Before you light those fireworks…
2015 marks the 239th birthday of this glorious nation. 239 years of life, liberty and the pursuit of happiness, guaranteed us by the Constitution and defended by the brave men and women who have fought and died to preserve these precious rights for all of us.
In towns and cities all across the country, people will gather to watch parades and pageants, chow down on all-American fare like hot dogs, hamburgers and corn on the cob.
Some will participate in historical reenactments, baseball games or maybe an old- fashioned pie eating contest. Bells will be rung, bonfires lit, and buildings festooned with red, white and blue bunting. Thousands upon thousands of American flags will be proudly on display at public buildings and private residences. In town squares, “criers” dressed in colonial period clothing will read copies of the Declaration of Independence aloud to attentive and patriotic audiences.
John Adams himself, predicted future celebrations of the Fourth of July in a 1776 letter to his wife Abigail, in which he wrote, “I am apt to believe that it will be celebrated, by succeeding generations, as the great anniversary Festival.”
And of course, we can’t forget the fireworks. Adams mentioned them in his letter as well stating that the day should be celebrated with “…illuminations from one end of this Continent to the other from this time forward forever more.”
Of course, Adams couldn’t possibly have foreseen the sad irony that many of the courageous people who have fought to defend the rights and principles celebrated on the glorious Fourth, would be unable to attend and enjoy these “illuminations” due to Post Traumatic Stress Disorder (PTSD).
It’s estimated that between 7 and 20 percent of the more than 2.5 million veterans and active duty military personnel who served in Iraq and Afghanistan have developed PTSD. The explosions from fireworks, the flashing glare and the whistling sounds, can trigger emotional reactions that bring back very stressful and painful memories.
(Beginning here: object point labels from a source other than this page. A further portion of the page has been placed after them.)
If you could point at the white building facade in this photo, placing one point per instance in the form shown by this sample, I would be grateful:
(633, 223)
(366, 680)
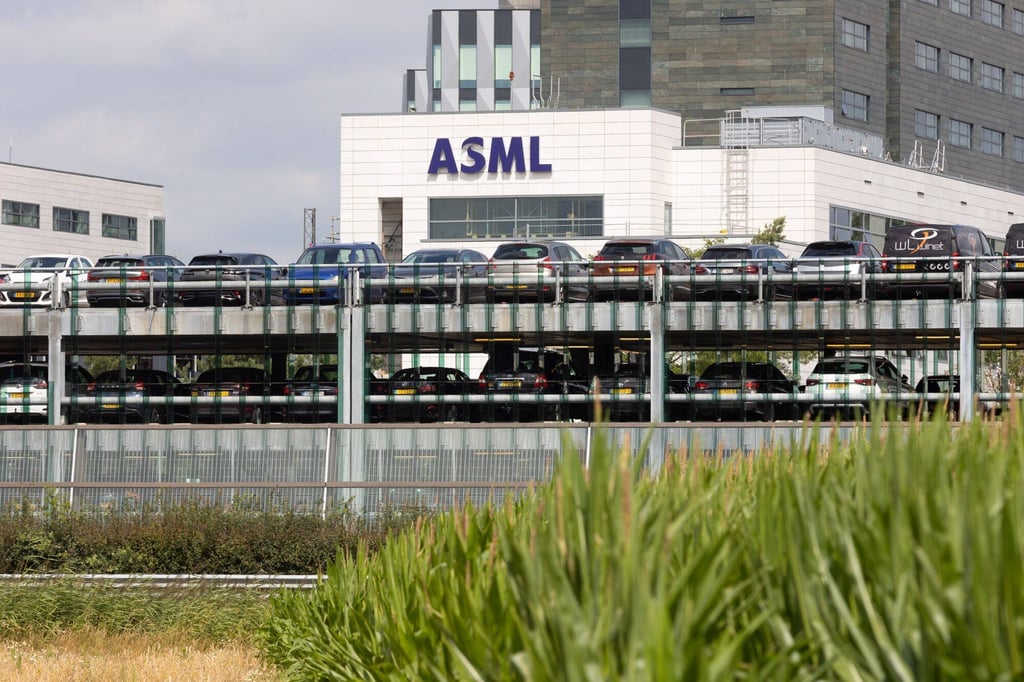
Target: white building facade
(477, 179)
(58, 212)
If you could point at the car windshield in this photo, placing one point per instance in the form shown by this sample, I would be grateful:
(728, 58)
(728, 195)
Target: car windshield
(633, 249)
(323, 373)
(214, 260)
(726, 254)
(42, 261)
(431, 257)
(328, 256)
(843, 367)
(119, 262)
(520, 252)
(829, 250)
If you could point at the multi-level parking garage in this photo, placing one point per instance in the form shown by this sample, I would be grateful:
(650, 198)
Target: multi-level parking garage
(943, 335)
(366, 467)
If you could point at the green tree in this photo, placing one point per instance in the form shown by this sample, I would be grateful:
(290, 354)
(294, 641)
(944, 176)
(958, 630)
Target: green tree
(772, 232)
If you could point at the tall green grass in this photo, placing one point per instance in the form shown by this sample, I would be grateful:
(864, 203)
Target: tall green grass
(894, 556)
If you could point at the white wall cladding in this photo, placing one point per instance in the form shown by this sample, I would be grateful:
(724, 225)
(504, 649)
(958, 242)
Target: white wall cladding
(633, 159)
(84, 193)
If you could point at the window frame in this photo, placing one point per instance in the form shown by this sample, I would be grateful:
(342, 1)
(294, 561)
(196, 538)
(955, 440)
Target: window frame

In some cases a re-experiencing of a traumatic event like a firefight or the death of a friend in combat may characterize the disorder.
These are very real concerns so PLEASE, this Fourth of July, be courteous with fireworks. There are steps we can all take to show our respect, thanks and compassion for our military personnel.
First of all, make yourself aware of veterans who may live near you. Don’t hesitate to open a dialogue with them to find out if fireworks are particularly upsetting.
Consider attending a public display of fireworks instead of setting off your own in the neighborhood. If you decide to set of fireworks, let your neighbors know when and where you’ll be setting them off and how long you expect it to last. Don’t deviate from that schedule. Setting them off at unexpected times during the day could be particularly stressful. Choose a location that is as far away as possible from any veterans in your neighborhood. And don’t go overboard. Keep the number of fireworks you set off to a minimum. Limit them to the Fourth and don’t keep setting them off all weekend.
We owe these brave men and women a great debt of gratitude. Being aware of the effect fireworks can have on them and acting accordingly is the least we can do to say “thank you, for your service and sacrifice”.